El joven, después de haber firmado con
parsimonia todo lo que se le puso delante se despidió afectuosamente de Miguel
con un fuerte apretón de manos y se
marchó. Cuando escuchó cerrarse la
pesada puerta de hierro del portal Miguel
apoyó los brazos en su mesa y tras lanzar un suspiro muy largo comenzó
a redactar las cartas que tenía pensadas.
Cada trazo de su pluma sobre el papel lo sentía como una punzada en su corazón.
Las letras del color del hierro avanzaban sobre el blanco del papel como la
proa de los barcos penetran en las aguas
de mares y océanos. En su cabeza
resonaban las palabras de ánimo de D.
Bartolomé la última vez que fue a visitarle a la isla, hace ya mucho tiempo diciéndole que
la vida solía ser injusta y
áspera y que a veces era mejor dejar
que las cosas siguieran su curso porque de
impedirlo terminaban a uno por arrastrarle como el torrente de aguas desbocadas arrastra al
guijarro. Lo difícil —añadió D. Bartolomé— es discernir cuando dejar pasar las
cosas y cuando no.
Mientras escribía alzaba, de cuando en cuando, la mirada
hacia el ventanal de su bufete con
vistas al parque del Retiro. Le parecía estar viendo el mar a través de aquella ventana con una
sencilla cortina de paño verde
grueso cuando escribía cartas para las mujeres del pueblo.
Sólo se
desplazaba a casa de una mujer para escribirle sus cartas. Era
Rosaura, una mujer
hermosa, a pesar de la tristeza que enturbiaba su gesto desde la partida de su marido, Raimundo Ficadent. Apenas salía de casa; solo se la veía para ir al lavadero a lavar la ropa y acudir a la casa de un adinerado del pueblo, como asistenta doméstica. Tenía una hija pequeña, Rosaurita la
llamaban. Sus ojos negros como la noche y grandes como el sol eran un calco a
los de su padre.
<<Estamos bien gracias a Dios,
pero te echamos en falta, Raimundo, vuélvete para España. Rosaurita no deja de preguntar por ti>>, escribía
Miguel ante la mirada humedecida y voz
quebrada de Rosaura.
—Miguelillo, hijo, léeme otra vez
estas cartas de mi Raimundo. Son
preciosas —decía Rosaura reconfortándose al restregar un grueso fajo de cartas
contra sus su mejillas.
<<Hola, Rosaura, no hay noche que
no cierre los ojos pensando en ti. No ha de tardar el momento en que regrese
junto a vosotras. Las dos perlas que
quiero más que a nada en este mundo y en el otro>>, le leía
Miguel, ruborizándose por la vergüenza y vacilándole la voz por la angustia de
la culpa.
Cada vez que acudía a su casa
a Miguel se le encogía el corazón.
Por cualquier cosa a Rosaura se le inundaban de lágrimas los ojos y sus suspiros no dejaban de resonar.
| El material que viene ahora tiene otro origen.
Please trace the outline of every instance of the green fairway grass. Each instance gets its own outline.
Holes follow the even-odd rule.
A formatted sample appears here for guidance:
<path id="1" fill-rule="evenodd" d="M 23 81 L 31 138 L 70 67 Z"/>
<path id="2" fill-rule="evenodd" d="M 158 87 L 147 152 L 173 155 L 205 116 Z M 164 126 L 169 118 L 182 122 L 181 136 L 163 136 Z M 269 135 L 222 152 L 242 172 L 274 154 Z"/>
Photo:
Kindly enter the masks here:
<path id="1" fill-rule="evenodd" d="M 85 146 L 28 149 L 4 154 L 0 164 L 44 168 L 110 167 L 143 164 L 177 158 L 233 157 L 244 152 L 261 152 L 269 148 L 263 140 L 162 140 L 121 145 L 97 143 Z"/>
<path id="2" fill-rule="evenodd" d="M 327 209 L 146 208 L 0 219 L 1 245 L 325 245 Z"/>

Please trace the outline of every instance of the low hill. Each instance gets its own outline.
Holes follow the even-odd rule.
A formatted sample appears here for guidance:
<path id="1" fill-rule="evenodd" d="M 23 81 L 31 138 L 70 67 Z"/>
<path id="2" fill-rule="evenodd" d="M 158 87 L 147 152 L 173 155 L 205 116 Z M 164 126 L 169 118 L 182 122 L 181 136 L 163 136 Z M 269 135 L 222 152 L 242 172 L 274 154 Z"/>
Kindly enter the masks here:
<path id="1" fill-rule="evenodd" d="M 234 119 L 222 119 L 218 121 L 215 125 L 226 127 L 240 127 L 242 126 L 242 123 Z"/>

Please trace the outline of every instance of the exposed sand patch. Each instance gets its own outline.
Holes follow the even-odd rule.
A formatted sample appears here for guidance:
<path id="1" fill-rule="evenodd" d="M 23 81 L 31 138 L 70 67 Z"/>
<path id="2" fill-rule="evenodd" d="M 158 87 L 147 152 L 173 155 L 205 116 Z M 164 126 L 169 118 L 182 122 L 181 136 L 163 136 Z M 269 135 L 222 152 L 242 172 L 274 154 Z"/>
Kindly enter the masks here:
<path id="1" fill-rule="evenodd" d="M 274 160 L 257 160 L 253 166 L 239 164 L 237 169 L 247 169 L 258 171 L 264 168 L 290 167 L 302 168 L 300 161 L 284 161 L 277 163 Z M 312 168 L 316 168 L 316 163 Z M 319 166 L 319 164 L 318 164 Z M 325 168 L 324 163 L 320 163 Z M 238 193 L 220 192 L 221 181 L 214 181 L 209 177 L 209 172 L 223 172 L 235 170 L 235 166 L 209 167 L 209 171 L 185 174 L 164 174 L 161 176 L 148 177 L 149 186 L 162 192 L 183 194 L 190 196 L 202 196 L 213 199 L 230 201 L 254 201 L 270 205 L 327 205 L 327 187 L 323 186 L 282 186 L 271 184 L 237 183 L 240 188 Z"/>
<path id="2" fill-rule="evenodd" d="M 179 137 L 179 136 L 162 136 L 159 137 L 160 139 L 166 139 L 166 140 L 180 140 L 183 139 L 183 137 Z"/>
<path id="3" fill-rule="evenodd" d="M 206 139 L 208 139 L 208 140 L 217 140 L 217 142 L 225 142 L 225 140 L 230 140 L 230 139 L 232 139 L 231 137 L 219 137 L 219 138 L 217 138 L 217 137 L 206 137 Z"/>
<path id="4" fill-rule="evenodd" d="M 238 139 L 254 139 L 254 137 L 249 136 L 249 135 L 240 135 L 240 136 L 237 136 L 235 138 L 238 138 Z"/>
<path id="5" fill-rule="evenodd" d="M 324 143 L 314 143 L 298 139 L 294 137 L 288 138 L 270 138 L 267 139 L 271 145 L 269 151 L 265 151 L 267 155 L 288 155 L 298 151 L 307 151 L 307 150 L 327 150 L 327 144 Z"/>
Lo
único que parecía sacarla de su lamento constante era cuando Miguel anunciaba carta de América.
A Rosaura, decían, se la veía por el pueblo recorriendo sola las
calles de noche. Se figuraba que paseaba por el empedrado de las calles cogida de la mano de su amado Raimundo. En el
pueblo murmuraban que la pobre estaba enloqueciendo y Miguel
movido por la lástima a Rosaura, pero también por su hija, sabedor del dolor como huérfano que suponía la falta de un padre, descubrió
una manera de aliviar aquella pena mórbida: leyéndole cartas nuevas de su marido.
Aunque Raimundo escribiera muy poco.
<<Estoy bien gracias a Dios,
pero no
soporto esto, Rosaura. En
Venezuela no encuentro nada. Como ninguno de los que vinieron conmigo. Debería
mentir y decirte que me va mejor, pero no puedo. Además debo de huir. En el puerto me quedé con parte
de una mercancía. Un encargo de unos tipos y ahora me están persiguiendo otros
con mala pinta. Un conocido ha prometido llevarme en camioneta hasta
Colombia. Yo quiero embarcar para
España, pero ni tengo dinero, ni me puedo dejar ver por aquí. Tuyo, con amor>>.
Tan solo una carta.
Miguel fue entonces cuando conducido
por un sentimiento de compasión
manipulaba los matasellos y sobres
venidos de América y le decía que había
llegado carta de Raimundo. Era lo único que hacía recobrar el aliento a Rosaura. Esas cartas
la revivían como el agua a la planta reseca.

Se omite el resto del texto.